I have used a modified EBNF notation to describe the grammer. First I was thinking that a grammar is not really an important part but soon I found out that it will act like a map in an uncharted territory. It helps you maintain the big picture while working on the smallest details. Another important advantage is that it makes you think really carefully about the notations and semantics in your language and this helps you find out if there are any inconsistencies or ambiguities in the rules of your language.

So the basic building block of the language is a Module. A module can contain three different elements:

  1. Named type definitions: Assigning a name for a specific type (For example “MyInt := int” ).
  2. Imports: Including definitions from another module (“_ := @{"module"}“, here underscore means we want to filter the output of the command and want to import everything).
  3. Bindings: Defining a function or a value to be used/invoked later (Bindings are immutable data definitions, e.g. “PI := 3.1415” or “inc := (x:int) -> x+1“).

A binding in dotLang can be any immutable value.

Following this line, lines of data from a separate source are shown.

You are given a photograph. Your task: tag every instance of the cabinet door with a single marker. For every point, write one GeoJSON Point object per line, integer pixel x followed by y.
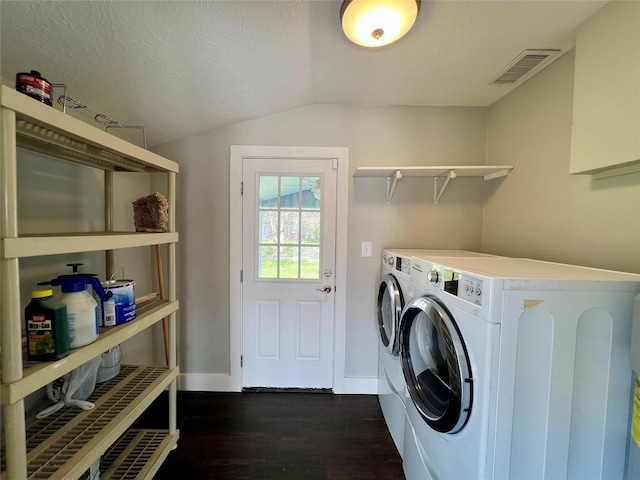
{"type": "Point", "coordinates": [606, 101]}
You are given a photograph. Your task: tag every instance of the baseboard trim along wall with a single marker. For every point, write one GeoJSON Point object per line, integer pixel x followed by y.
{"type": "Point", "coordinates": [212, 382]}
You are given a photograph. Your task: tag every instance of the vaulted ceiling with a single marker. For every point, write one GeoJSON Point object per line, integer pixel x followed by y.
{"type": "Point", "coordinates": [183, 67]}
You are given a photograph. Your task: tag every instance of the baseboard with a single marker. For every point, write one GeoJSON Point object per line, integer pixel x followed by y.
{"type": "Point", "coordinates": [206, 382]}
{"type": "Point", "coordinates": [358, 385]}
{"type": "Point", "coordinates": [212, 382]}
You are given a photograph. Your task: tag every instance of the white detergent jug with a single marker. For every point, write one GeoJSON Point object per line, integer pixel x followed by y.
{"type": "Point", "coordinates": [82, 309]}
{"type": "Point", "coordinates": [82, 312]}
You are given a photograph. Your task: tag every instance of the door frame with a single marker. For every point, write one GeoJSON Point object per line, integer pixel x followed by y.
{"type": "Point", "coordinates": [236, 156]}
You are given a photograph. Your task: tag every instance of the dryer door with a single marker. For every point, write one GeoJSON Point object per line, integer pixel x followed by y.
{"type": "Point", "coordinates": [435, 364]}
{"type": "Point", "coordinates": [390, 304]}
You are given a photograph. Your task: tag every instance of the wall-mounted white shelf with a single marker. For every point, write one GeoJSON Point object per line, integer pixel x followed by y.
{"type": "Point", "coordinates": [443, 173]}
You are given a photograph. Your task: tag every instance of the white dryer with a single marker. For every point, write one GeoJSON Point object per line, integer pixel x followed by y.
{"type": "Point", "coordinates": [394, 291]}
{"type": "Point", "coordinates": [516, 369]}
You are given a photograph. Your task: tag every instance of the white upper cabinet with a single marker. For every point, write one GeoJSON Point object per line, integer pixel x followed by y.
{"type": "Point", "coordinates": [606, 101]}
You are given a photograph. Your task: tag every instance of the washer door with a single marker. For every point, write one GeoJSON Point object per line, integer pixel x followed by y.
{"type": "Point", "coordinates": [390, 304]}
{"type": "Point", "coordinates": [436, 365]}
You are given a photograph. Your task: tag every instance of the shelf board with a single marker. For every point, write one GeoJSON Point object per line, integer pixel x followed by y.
{"type": "Point", "coordinates": [64, 445]}
{"type": "Point", "coordinates": [74, 140]}
{"type": "Point", "coordinates": [434, 171]}
{"type": "Point", "coordinates": [38, 374]}
{"type": "Point", "coordinates": [138, 455]}
{"type": "Point", "coordinates": [439, 172]}
{"type": "Point", "coordinates": [54, 244]}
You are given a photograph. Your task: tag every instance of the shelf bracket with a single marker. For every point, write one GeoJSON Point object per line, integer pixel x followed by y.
{"type": "Point", "coordinates": [438, 193]}
{"type": "Point", "coordinates": [392, 181]}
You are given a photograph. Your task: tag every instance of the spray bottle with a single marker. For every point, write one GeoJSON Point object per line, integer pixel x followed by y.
{"type": "Point", "coordinates": [82, 309]}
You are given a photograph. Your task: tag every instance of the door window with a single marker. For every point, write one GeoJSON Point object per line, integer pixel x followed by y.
{"type": "Point", "coordinates": [289, 213]}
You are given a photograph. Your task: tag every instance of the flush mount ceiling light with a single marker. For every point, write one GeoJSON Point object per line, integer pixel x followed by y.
{"type": "Point", "coordinates": [374, 23]}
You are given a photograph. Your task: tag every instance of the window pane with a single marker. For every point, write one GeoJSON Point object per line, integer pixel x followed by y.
{"type": "Point", "coordinates": [290, 192]}
{"type": "Point", "coordinates": [267, 262]}
{"type": "Point", "coordinates": [268, 191]}
{"type": "Point", "coordinates": [311, 192]}
{"type": "Point", "coordinates": [310, 227]}
{"type": "Point", "coordinates": [289, 227]}
{"type": "Point", "coordinates": [289, 262]}
{"type": "Point", "coordinates": [268, 228]}
{"type": "Point", "coordinates": [310, 262]}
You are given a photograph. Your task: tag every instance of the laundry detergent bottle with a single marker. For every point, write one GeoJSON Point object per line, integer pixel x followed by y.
{"type": "Point", "coordinates": [82, 309]}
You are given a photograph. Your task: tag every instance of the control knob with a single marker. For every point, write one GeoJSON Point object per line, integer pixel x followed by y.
{"type": "Point", "coordinates": [432, 276]}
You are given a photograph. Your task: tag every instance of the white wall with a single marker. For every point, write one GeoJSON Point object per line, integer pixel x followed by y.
{"type": "Point", "coordinates": [541, 211]}
{"type": "Point", "coordinates": [374, 136]}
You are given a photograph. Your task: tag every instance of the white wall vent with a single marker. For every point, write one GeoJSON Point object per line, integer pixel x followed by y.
{"type": "Point", "coordinates": [527, 64]}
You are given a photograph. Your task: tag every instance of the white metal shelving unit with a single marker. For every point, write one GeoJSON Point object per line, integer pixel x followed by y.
{"type": "Point", "coordinates": [67, 444]}
{"type": "Point", "coordinates": [443, 173]}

Note that even functions are considered values in dotLang.

I will start with manually writing a lexer and parser. The parser will be a Recursive Descent parser. I tried to use Flex/Bison before but did not really like the huge volume of code they generated. Also, it was difficult to track errors in the code being compiled.

About LLVM one thing that really shocked me was how scarce the documentation/reference material is for C bindings. So all I got was something like this:

Well, does not say a lot of things about how the function works, what are its inputs and outputs. There is also a ton of blog posts for writing a simple tiny compiler using LLVM C bindings but they don’t compiler with the current version of LLVM. I guess they are so busy adding new functionalities or removing/deprecating stuff in LLVM that they do not have enough time to document their code.

However, I managed to find some sort of documentation/manual which proves to be very useful when implementing the compiler.